Молчание. Собеседник смотрел на лежащее далеко внизу море. Затем очнулся так же внезапно, как впал в глубокую задумчивость:
— Что?
— Ваше отчество?
— А… Иванович. Простое и без затей. Не то, что имя. Отец мечтал, чтобы мы с братом стали людьми искусства. Потому и назвал меня Кадмий, а его — Август. Знаете, что такое «кадмий»?
— Знаю, это название краски…
Феофанов стремительно перебил ее:
— Вы умница, желтой краски. Правильно. Так вот, депрессия. У меня тоже, знаете ли, бывают депрессии, но не до такой степени, нет, не до такой…
— Кадмий Иванович, у вас есть брат-близнец?
Феофанов нахмурился.
— Да. Был. Но не понимаю, откуда…
— Значит, это его фотографию я видела по телевизору. Весной, в передаче «Криминальная хроника». Он работал в сфере недвижимости, кажется? Его убили. Примите еще раз мои соболезнования.
Феофанов кивнул и сказал со злостью:
— Представляете, сделали его виноватым! Чуть ли не преступником! Брат писал мне о своих проблемах, его обманули, у него не хватало денег рассчитаться с долгами, Разумеется, я хотел ему помочь. Как раз тогда и приехал в Киев, привез некоторую сумму. Но не успел, его уже не было. Ужасно, ужасно это все… Однако у вас и память, Вера Алексеевна! — Он внимательно глянул на нее. Глаза его были проницательными, как и полагалось художнику.
— Не жалуюсь.
— Надо же, вы запомнили лицо по фотографии и узнали меня?
— Получается, узнала.
Подвижное смуглое лицо Феофанова прояснилось.
— Могу только повторить: тесен мир. Ну что ж, давайте посмотрим мой сад, пока там Галя со Светой собирают на стол.

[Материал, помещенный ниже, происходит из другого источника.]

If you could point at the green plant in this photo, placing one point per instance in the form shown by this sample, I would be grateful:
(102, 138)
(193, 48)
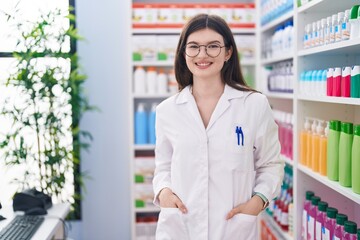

Они прошли в тенистую аллею, образованную молодой пахучей туей. Ландшафтный сад усадьбы был не очень большим, но зато разнообразным. Была тут и живая изго-родь из плетистых роз, были и несколько живописных, одиноко стоящих горных сосен, композиции из деревьев и кустарников.
— Нравится? — спросил Кадмий Иванович так, словно заранее был уверен в ответе. Впрочем, красота его сада не могла не понравиться.
— Очень! — завороженная гармонией растений и их подбором, кивнула Вера.
— Иван! — позвал Феофанов, и в открытом окне показалась косматая голова. — Иди к нам! Понимаете, — обратился он к Вере, — мой родственник расскажет о растениях гораздо лучше, чем я. Он в них разбирается. Давайте его подождем.
Иван пришел не один, а с Олей, Кириллом и Андреем, которым надоело ожидать Веру в незнакомых комнатах. Узнав, что от него требуется. Жаровня радостно потер руки.